Em 2004, tudo mudou para mim. Na minha vida, o futebol passou de algo que me interessava para uma perigosa obsessão. Éramos anfitriões de uma grande competição europeia e tínhamos o Scolari, o maior mobilizador deste país, muitas vezes desligado (e ainda bem) do conceito de patriotismo, do último século. Ainda hoje sei a letra toda da música do anúncio da Galp, cantada pelo Carlos Afonso, ou Bondage. “Será demais pedir a Taça, nada que um adepto com orgulho não o faça”.

Começámos com aquela cruel premonição, perdendo com a Grécia de Otto Rehhagel no jogo de abertura no Dragão.
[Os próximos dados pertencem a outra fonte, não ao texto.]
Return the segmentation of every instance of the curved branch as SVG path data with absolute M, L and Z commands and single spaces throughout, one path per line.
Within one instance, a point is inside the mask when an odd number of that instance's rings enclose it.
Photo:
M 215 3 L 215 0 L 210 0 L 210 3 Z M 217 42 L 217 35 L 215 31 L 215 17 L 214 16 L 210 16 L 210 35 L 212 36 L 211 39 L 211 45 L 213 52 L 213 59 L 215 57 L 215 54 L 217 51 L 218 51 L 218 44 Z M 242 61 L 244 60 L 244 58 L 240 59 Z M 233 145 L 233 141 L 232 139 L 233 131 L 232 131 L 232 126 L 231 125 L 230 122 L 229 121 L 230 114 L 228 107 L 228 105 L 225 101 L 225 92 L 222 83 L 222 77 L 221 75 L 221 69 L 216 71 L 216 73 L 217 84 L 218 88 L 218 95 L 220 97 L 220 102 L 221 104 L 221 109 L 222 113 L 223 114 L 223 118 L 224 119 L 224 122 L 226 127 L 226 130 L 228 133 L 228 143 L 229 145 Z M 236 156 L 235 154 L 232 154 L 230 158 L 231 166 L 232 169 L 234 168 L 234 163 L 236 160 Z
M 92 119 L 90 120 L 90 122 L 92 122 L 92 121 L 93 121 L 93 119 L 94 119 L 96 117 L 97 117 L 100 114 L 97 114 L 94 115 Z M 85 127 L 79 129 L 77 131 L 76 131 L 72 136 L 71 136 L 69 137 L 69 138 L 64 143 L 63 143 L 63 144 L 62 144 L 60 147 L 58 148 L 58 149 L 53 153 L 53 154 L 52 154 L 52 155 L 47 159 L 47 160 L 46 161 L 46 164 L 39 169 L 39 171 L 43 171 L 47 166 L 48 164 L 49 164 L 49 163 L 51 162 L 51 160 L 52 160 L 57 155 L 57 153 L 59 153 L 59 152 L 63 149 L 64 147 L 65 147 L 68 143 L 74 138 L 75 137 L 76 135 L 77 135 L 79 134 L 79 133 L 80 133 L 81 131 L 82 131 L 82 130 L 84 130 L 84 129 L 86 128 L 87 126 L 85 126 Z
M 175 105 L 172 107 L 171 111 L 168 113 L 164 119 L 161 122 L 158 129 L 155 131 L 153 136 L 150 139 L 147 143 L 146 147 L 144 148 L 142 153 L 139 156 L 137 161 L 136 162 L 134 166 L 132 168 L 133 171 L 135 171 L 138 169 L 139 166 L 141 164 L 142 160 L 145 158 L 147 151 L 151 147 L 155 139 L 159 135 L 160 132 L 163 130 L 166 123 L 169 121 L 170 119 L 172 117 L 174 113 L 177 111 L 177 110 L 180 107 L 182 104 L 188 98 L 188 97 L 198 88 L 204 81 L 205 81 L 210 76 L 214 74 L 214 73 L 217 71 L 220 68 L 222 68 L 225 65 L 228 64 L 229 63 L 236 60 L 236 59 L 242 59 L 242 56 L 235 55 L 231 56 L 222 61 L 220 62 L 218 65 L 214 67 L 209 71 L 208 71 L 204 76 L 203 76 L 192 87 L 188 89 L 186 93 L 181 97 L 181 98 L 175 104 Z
Acabámos por passar a fase de grupos, depois de derrotar a Rússia e a seguir a Espanha, com outro tiro de Nuno Gomes, jogo que vi num restaurante espanhol do Bairro Alto. Vieram os quartos-de-final, com a Inglaterra a marcar primeiro, Postiga a empatar de cabeça após cruzamento de Simão. Prolongamento com petardo de Rui Costa, pouco tempo depois Lampard marca, 2-2. Penáltis: Beckham manda a bola para Júpiter, Rui Costa falha, Postiga marca à Panenka, Ricardo dispensa as luvas para defender o remate de Darius Vassel e marca ele o penálti decisivo. Euforia máxima. Seguimos para as meias, onde, frente à Holanda, Cristiano Ronaldo marca de cabeça e Maniche levanta o estádio com um dos melhores golos da competição. Só podia dar em título. Mas não deu. Angelos Charisteas estraga-me a infância aos 57’ daquele fatídico jogo no Estádio da Luz. Foi aí que aprendi a sofrer.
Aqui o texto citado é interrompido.